First performed in 458 BC, The Oresteia, the only surviving Ancient Greek trilogy in existence, comprises three of the most important plays of all time - Agamemnon, Choephori, and Eumenides.In Agamemnon, Clytemnestra prepares for her husband to come home. Ten years ago, Agamemnon murdered their child to buy the gods' support for a dubious war. Far off their son, Orestes, waits - if Agamemnon is murdered,

Orestes must avenge him. Choephori picks up the story with Orestes' return and dramatises the creation of a mental state that can kill. Stopping the cycle of violence is the subject of Eumenides. It will need a total reconfiguring of the universe, from the demons of the underworld to the gods themselves, and requires the invention of a new concept: justice.

Ted Hughes' version of The Oresteia was performed for the first time at the National Theatre directed by Katie Mitchell. HOME distils the original into a stripped-back 100 minutes.Hughes, Poet Laureate from 1984 until his death in 1998, turned the original text into a manageable and accessible piece of work, while retaining its blood, guts, power, and poetic intensity.

The action moves across time and space. Each cast member takes one role, swapping genders and ages through the plays: one Clytemnestra, one killer (Aegisthus/Orestes), one patriarch (Agamemnon/Electra/Apollo), and one truth- teller (Watchman/Cassandra/Nurse/Athena). With two chorus leaders, they move from gods to rulers to underworld characters of darkness, and all stops in-between. McIntyre reprises her Seagull partnership with designer Laura Hopkins, and is joined by lighting designer Lee Curran, most recently seen at HOME with Hofesh Schechter's Fragments and tHE bAD, and sound designer Emma Laxton.

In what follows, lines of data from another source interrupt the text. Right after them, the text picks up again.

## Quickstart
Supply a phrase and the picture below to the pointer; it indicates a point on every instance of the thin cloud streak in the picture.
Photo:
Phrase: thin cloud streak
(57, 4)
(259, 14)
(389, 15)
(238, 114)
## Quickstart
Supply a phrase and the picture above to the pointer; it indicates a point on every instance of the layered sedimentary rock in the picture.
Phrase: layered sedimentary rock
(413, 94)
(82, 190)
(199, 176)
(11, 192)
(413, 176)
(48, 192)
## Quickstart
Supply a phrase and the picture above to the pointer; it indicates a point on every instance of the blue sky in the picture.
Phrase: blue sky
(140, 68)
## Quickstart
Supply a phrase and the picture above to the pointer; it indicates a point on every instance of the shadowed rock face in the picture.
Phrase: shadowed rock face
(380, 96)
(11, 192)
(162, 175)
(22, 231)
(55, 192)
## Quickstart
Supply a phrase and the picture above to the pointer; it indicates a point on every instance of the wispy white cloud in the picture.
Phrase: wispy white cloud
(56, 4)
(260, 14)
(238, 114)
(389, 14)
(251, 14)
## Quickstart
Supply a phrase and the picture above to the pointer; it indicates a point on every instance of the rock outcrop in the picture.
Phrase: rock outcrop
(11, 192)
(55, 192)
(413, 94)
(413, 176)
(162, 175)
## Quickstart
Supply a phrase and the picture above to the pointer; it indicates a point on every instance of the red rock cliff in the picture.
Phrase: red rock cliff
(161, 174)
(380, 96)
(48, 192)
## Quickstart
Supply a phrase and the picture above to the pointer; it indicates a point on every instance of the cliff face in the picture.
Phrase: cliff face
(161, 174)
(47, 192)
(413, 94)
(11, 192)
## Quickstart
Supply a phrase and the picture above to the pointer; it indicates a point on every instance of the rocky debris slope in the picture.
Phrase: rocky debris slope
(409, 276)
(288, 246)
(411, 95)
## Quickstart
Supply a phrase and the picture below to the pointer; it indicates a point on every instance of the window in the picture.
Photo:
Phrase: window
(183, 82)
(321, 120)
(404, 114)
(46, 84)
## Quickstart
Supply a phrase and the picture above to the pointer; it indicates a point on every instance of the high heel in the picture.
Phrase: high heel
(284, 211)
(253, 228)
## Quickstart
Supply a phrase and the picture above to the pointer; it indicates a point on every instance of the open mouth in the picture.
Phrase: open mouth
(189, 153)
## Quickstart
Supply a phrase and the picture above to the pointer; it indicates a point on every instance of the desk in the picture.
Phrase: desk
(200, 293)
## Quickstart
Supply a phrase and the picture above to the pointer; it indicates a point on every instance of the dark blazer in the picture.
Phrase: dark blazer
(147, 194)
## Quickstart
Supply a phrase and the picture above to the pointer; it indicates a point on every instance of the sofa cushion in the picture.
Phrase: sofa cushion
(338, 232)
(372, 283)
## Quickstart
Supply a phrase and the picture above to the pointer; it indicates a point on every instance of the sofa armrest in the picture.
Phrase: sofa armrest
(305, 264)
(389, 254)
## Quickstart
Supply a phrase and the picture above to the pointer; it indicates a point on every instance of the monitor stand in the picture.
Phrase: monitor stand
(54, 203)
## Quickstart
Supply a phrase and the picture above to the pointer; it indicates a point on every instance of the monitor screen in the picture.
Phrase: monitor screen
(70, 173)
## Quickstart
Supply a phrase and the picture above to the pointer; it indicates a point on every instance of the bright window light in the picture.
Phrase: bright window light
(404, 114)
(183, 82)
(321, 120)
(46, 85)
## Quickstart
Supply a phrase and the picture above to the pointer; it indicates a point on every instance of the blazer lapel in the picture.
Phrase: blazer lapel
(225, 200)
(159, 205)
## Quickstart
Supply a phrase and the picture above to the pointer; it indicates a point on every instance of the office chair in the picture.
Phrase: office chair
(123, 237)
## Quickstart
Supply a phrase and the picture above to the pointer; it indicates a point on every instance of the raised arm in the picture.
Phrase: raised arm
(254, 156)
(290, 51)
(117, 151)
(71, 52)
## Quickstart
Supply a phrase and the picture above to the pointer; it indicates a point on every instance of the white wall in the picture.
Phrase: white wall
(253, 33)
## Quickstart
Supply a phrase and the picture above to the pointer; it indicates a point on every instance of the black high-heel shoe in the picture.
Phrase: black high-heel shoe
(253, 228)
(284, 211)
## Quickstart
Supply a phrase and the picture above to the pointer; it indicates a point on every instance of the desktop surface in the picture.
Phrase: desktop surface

The Oresteia is currently stirring audiences up and down the country. This will be the third production this year, after London shows at the Almeida and Shakespeare's Globe, and the HOME production is the only one to place a local chorus at its centre.

Blanche McIntyre says: "The Oresteia marked the beginning of drama as we know it. A family locked in a cycle of bloodshed, the legacy of a brutal war, the first ever court case, the invention of justice, the clashing principles of kingship and the good of the people - The Oresteia has themes running through it which have formed the bedrock of so much drama during the past 2,500 years.

"The Oresteia is a great civic drama. It is about movement from government by family to the will of the people, and about the movement of humans from primeval darkness into light. It feels right to be doing this in Manchester, a great city with a long, noble, and continuing history of agitation for the greater good.

"This is why it is important for the production to centre around the voice of the citizens of Manchester. The people are the central driving force of each play, and our chorus form a key element of the production. And there is a broader contemporary significance. The story has parallels both in conflicts across the globe and in truth and reconciliation commissions."

HOME's Artistic Director: Theatre, Walter Meierjohann, is very pleased to bring one of the country's leading young directors, Blanche McIntyre to HOME. "I have followed Blanche's work over the last few years and I am very impressed by her in depth work with actors and her sense of invention," he says "The Oresteia remains one of the key pieces of drama, and as a classicist, there is nobody more appropriate than Blanche to direct it. I am also thrilled that this production connects to Manchester involving 50 local voluntary performers."